Sitting shoulder to shoulder with his colleagues in the original Indiana Supreme Court chamber in Corydon, Justice Brent Dickson heard the last arguments of his 30-year career Wednesday.
While the day was special for Dickson, it wasn't the only reason judges, lawyers, educators and state leaders flocked to Corydon's historic town square. It was a small, humble building on Capitol Avenue that drew the most attention.
"It's hugely inspirational; it's like walking into the Statehouse and feeling uplifted, (like) the best of you is required," Dickson said.
The Federal-style building was the home of Indiana's Supreme Court from 1816 to 1825, when Corydon was the state's capital. The four stone walls also housed the budding state's House of Representatives and the Senate.
The Indiana Bicentennial Commission turned to Corydon, the state's first capital, to celebrate 200 years of statehood by holding modern-day court proceedings in the original courtroom. Bicentennial Commission Executive Director Perry Hammock said the event was one of about 1,200 events to be held throughout the state this year.
"And all of those are locally funded, locally put together. So it's great to see that grassroots support across the state of the bicentennial," Hammock said.
Hammock said that stepping into the historic building was a "wonderful feeling of history." But for the state's five justices, Wednesday wasn't all celebration and history. It was work.
For the better part of an hour, the five justices heard arguments in F. John Rogers, et al. v. Angela Martin, et al. The case dates back to May 8, 2010, when Angela Martin hosted a party for her then-fiance Brian Brothers at the home they both lived in, in Allen County.
Later that night, Brothers got into an altercation with guests Jerry Chambers and Paul Michalik. Chambers was injured and Michalik later died.
A civil lawsuit was filed against Martin and Brothers that claimed Martin was responsible for "furnishing" alcohol to Brothers and that she should have done something to help the injured guests.
The Allen County Superior Court granted summary judgment in Martin's favor. The case was then appealed in the Indiana Court of Appeals. That court reversed the trial court's decision and the case was handed over to the Indiana Supreme Court.
On Wednesday, counsel for both parties made their cases and answered the justices' questions. Chief Justice Loretta Rush handed the proceedings over to Dickson after noting that he is the second-longest serving justice in Indiana history. The first was Isaac Blackford, who sat in the very same room in the 1800s.
"The oral argument was real, it involved real people, and for me the concerns were: What is this case about, what are the legal issues and how does it affect the lives of these people involved," Dickson said.
For about 20 minutes, attorney Andrew Teel argued that Martin was in fact obligated to provide care to the injured party guests and that she was responsible for providing the alcohol.

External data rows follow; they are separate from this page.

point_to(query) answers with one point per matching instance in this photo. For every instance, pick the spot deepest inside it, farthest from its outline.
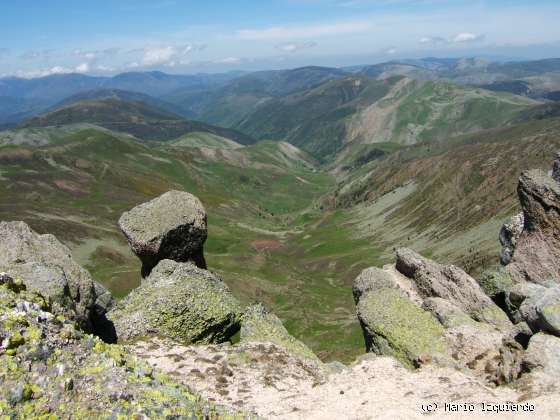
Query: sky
(104, 37)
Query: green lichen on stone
(260, 326)
(493, 315)
(59, 371)
(181, 302)
(394, 326)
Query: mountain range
(308, 175)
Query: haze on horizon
(108, 37)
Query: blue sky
(187, 36)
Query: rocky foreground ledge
(438, 341)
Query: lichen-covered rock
(537, 250)
(172, 226)
(51, 369)
(47, 267)
(394, 326)
(179, 301)
(542, 364)
(478, 346)
(544, 353)
(446, 313)
(496, 282)
(540, 307)
(452, 284)
(260, 326)
(509, 235)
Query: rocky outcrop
(438, 315)
(537, 305)
(179, 301)
(394, 326)
(536, 251)
(260, 326)
(450, 283)
(47, 267)
(542, 364)
(509, 235)
(172, 226)
(50, 368)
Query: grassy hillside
(228, 104)
(447, 199)
(75, 182)
(139, 119)
(359, 110)
(316, 119)
(127, 96)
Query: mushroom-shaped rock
(172, 226)
(47, 267)
(181, 302)
(260, 326)
(451, 283)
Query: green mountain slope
(124, 95)
(136, 118)
(316, 119)
(228, 104)
(75, 181)
(356, 110)
(446, 199)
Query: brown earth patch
(266, 245)
(71, 187)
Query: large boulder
(422, 312)
(395, 326)
(538, 306)
(537, 249)
(542, 362)
(450, 283)
(172, 226)
(51, 369)
(181, 302)
(260, 326)
(47, 267)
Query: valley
(318, 175)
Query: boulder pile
(47, 267)
(504, 328)
(422, 313)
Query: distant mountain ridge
(139, 119)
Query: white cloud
(103, 68)
(433, 40)
(30, 74)
(292, 47)
(465, 37)
(168, 55)
(95, 55)
(228, 60)
(303, 31)
(37, 55)
(82, 68)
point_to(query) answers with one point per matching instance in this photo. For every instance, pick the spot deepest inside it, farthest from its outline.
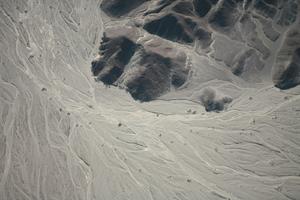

Attorney Jane Malloy then argued on behalf of Martin, and Teel had time to respond. The arguments were broadcast live and will be available to watch on the high court's website.
Dickson said if the justices don't make a decision and write an opinion by April 29 — his last day as a justice — he won't be involved in the decision making. In that case, either his successor will take over or the decision will be made with four justices.
Rush and Dickson noted that the case was well-argued. For Malloy, who represents Martin, the proceedings were notable for another reason: It was the first time she argued in front of the Supreme Court.
"So yes, it was quite an experience," Malloy said. "I've been practicing law for 30 years and I would have to say this is the highlight of my career."
After the oral arguments, everyone gathered around the town square and mingled with actors dressed in 1800s attire. Next to the Harrison County courthouse, an historic marker waited to be unveiled.
The marker commemorates Polly Strong, a slave who won her freedom through the Indiana Supreme Court in 1820, years after the state's constitution prohibited slavery. Rush said the case is one of her favorites in Indiana history.
Eunice Trotter said marking Strong's story is important in acknowledging Indiana's place in history. Trotter is the great, great, great granddaughter of Mary Clark, an Indiana woman who also won her freedom through the court in 1821.
"This is absolutely very significant that the state recognizes its role in slavery by honoring the woman who led the battle to end it," Trotter said.
She said many people don't know how prominent slavery was in Indiana, and in Corydon. She hopes people recognize the contributions of black Hoosiers and remember Strong's story.
"I think in Indiana as a whole the contributions of African-Americans pretty much have been . downplayed, you don't hear much," Trotter said. "In the state, this part of the state, is where most African-Americans lived and they worked, they built infrastructure here that everyone benefited from."
It's the kind of history that brought people to Corydon on Wednesday. Hammock said bicentennial celebrations will return to the town in September for part of a torch relay.
"If you like history and (have) a love of Indiana, it's a place everybody should come," Hammock said. "Everybody in Indiana should be here at least once and see this place."